/aɪ/ monophthongization as a marker of Southern speech has been an object of linguistic study for decades (Evans 1935, Johnson 1928, Wise 1933). Recent studies by Fridland (2003), Thomas (2001), and Labov, Ash, and Boberg (2006) have begun to investigate the correlations between /aɪ/ monophthongization and the social features of ethnicity, age, gender, and city size. The following thesis takes up the study of /aɪ/ monophthongization in the city of Deer Park, Texas, a suburb located 20 miles southeast of Houston.
There are two main goals to this study. The first goal is to test the effect of linguistic variables, task variables, and social variables on /aɪ/ monophthongization in Deer Park, Texas, and to compare the findings for these variables to existing research. The second goal of this study is to carry out and compare three different methods for measuring monophthongization. For this study, three measurements have been calculated for each vowel: ΔF1, change in vowel height over time; ΔF2, change in vowel backness over time; and offset F2-F1, the difference between the first and second formants at the vowel offset.

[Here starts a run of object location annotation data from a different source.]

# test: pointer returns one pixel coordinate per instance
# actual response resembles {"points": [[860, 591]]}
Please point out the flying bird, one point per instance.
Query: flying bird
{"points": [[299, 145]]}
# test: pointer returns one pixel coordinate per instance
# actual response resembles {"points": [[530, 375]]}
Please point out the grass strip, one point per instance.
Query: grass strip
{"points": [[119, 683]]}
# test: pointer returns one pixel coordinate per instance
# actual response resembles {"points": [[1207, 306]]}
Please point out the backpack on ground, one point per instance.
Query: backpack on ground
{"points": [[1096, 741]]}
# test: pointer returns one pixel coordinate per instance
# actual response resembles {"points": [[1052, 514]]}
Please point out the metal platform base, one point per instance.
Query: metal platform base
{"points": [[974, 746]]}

The statistical results indicate that voicing of the following consonant, open versus closed syllable, word list versus map task, map task versus interview, gender, and youngest versus middle age group all have a significant effect on /aɪ/ monophthongization whether it is measured by ΔF1, ΔF2, or offset F2-F1. The difference between the middle and oldest age group is only statistically significant for ΔF1, which suggests that ΔF1 may be a particularly important cue for distinguishing between middle and oldest age group speakers.